İLK DERECE MAHKEMESİ KARARININ ÖZETİ:
Mahkemece, 16/02/2023 tarihli tensip tutanağının17 nolu ara karar ile Davacı tarafın, davalı şirketin 10/02/2023 tarihli olağanüstü genel kurul toplantısında alınan kararlarının ve buna bağlı kararların icrasının tedbiren durdurulması/geri bırakılması yönündeki tedbir talebinin duruşmalı olarak değerlendirilmesine karar verildiği,
16/02/2023 tarihli tensip tutanağının18 nolu ara karar ( ve aynı tarihli gerekçeli karar) ile ; görülmekte olan davanın niteliği, uyuşmazlığın esasını çözecek mahiyette ihtiyati tedbir kararı verilemeyeceği ilkesi, bu aşamada yaklaşık ispatın gerçekleştiğinin kabulünün mümkün bulunmaması, şirkette yönetim organı boşluğunun bulunmaması, şirketin yetkili organlar eli ile işleyiş ve idaresinin asıl olması hususları dikkate alınarak yasal koşulları bulunmayan ,Davacılar vekilinin davalı şirketin banka hesaplarına, tüm taşınır, taşınmaz ve malvarlığı üzerine her türlü devri engeller mahiyette ihtiyati tedbir konulması ve 6102 sayılı TTK m. 630/2 kapsamında şirket müdürlerinin yönetim hakkının ve temsil yetkisinin sınırlandırılması yönünde tedbir kararı verilmesi taleplerinin bu tedbir taleplerinin ayrı ayrı reddine dair karar verilmiştir.

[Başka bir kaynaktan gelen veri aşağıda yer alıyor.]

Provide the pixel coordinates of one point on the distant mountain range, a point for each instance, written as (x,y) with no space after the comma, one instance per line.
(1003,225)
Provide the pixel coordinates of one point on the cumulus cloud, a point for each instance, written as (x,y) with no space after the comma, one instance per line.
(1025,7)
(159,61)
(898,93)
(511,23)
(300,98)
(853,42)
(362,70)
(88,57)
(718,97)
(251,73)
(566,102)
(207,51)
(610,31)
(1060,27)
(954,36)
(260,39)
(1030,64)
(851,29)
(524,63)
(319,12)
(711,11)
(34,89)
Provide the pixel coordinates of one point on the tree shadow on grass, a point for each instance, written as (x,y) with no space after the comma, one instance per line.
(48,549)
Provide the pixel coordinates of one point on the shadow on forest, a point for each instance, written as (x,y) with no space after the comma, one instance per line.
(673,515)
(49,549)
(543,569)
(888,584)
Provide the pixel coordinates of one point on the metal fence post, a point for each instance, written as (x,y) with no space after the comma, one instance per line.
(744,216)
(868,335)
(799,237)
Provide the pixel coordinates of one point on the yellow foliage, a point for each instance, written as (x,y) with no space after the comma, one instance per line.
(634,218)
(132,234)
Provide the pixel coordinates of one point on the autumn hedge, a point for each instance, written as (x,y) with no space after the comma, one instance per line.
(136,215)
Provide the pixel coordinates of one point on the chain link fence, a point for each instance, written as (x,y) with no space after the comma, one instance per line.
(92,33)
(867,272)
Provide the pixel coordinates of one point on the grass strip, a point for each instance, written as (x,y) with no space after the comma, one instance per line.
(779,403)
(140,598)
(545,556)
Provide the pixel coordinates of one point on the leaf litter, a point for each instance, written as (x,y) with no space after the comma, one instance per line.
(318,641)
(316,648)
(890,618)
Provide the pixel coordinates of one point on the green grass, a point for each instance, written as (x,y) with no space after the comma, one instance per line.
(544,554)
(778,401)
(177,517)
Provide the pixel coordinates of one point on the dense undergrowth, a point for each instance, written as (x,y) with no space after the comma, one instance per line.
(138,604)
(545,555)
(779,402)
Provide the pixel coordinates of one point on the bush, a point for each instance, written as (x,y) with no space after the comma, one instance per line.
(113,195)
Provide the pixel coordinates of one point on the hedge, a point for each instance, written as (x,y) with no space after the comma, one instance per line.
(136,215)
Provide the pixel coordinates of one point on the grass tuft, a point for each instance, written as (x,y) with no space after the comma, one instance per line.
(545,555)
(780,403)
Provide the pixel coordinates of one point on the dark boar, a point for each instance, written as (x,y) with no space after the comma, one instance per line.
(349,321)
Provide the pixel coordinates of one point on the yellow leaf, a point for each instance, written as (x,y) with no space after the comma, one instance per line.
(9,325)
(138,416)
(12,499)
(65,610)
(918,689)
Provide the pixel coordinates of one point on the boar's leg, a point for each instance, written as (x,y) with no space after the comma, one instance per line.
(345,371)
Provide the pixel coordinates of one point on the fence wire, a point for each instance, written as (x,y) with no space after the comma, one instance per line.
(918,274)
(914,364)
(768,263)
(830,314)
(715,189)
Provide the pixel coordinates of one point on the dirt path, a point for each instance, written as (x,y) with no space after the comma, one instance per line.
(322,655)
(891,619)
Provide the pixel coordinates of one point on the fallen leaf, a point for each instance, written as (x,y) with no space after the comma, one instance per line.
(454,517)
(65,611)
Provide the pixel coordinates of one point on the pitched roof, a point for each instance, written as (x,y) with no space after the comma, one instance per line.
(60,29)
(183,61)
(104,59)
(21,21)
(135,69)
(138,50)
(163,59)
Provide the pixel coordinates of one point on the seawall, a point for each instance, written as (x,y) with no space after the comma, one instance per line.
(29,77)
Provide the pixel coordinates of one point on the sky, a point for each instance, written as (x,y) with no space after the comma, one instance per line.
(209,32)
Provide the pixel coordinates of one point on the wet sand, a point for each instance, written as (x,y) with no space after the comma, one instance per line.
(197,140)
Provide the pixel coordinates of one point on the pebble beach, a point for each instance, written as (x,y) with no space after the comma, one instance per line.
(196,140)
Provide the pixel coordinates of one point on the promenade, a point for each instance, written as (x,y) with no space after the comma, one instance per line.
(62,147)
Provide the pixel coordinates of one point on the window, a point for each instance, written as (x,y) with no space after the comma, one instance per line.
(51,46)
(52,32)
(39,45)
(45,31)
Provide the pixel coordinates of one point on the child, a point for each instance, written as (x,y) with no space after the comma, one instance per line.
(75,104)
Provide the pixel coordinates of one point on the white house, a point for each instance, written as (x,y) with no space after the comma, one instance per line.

Red Kararına karşı, davacı vekili istinaf başvurusunda bulunmuştur.
İLERİ SÜRÜLEN İSTİNAF SEBEPLERİ:
Davacılar vekili istinaf dilekçesi ile; dava dilekçesindeki beyan ve olguları tekrarla yerel mahkeme tarafından yaklaşık ispat kuralının sağlanmadığı belirtilmişse de tüm tedbir talepleri bakımından yaklaşık ispat kuralının sağlandığını, 10.02.2023 tarihinde gerçekleştirilen olağanüstü genel kurul toplantısının 2. ve 3. gündem maddeleri ve hazirun cetveli incelendiğinde %75 karar nisabı sağlanamadığının anlaşılacağını, bu şekilde yaklaşık ispat koşulu sağlandığını, Usul ve yasaya aykırı olan ve yoklukla malul olan genel kurul kararları ile satış yönünde karar alındığından Şirket’e ait taşınır ve en önemli taşınmazların satılma ihtimali olduğundan ve Şirket telafisi imkansız zararlara uğrayacağından; şirkete ait tüm banka hesaplarına ayrıca tüm taşınır, taşınmaz malvarlığına devri engeller mahiyette ihtiyati tedbir konulmasına karar verilmesi gerektiğini , tedbirin, gayrimenkul ve menkullerin satışını engelleyerek telafisi imkansız zararların, geri alınamaz hukuki işlemlerin önüne geçmek için talep edildiğini, dava tarihinden sonra karşı tarafın hemen harekete geçtiğini ve satışa esas işlemlere başladığını, Menkul ve gayrimenkullerin niteliği ve günümüz koşulları da değerlendirildiğinde yapılan bu satışlardan sonra bunların yenisinin yerine konulmasının imkansız olduğunu, belirterek yerel mahkeme kararının kaldırılmasına ve tedbir talebinin kabulüne karar verilmesini talep etmiştir.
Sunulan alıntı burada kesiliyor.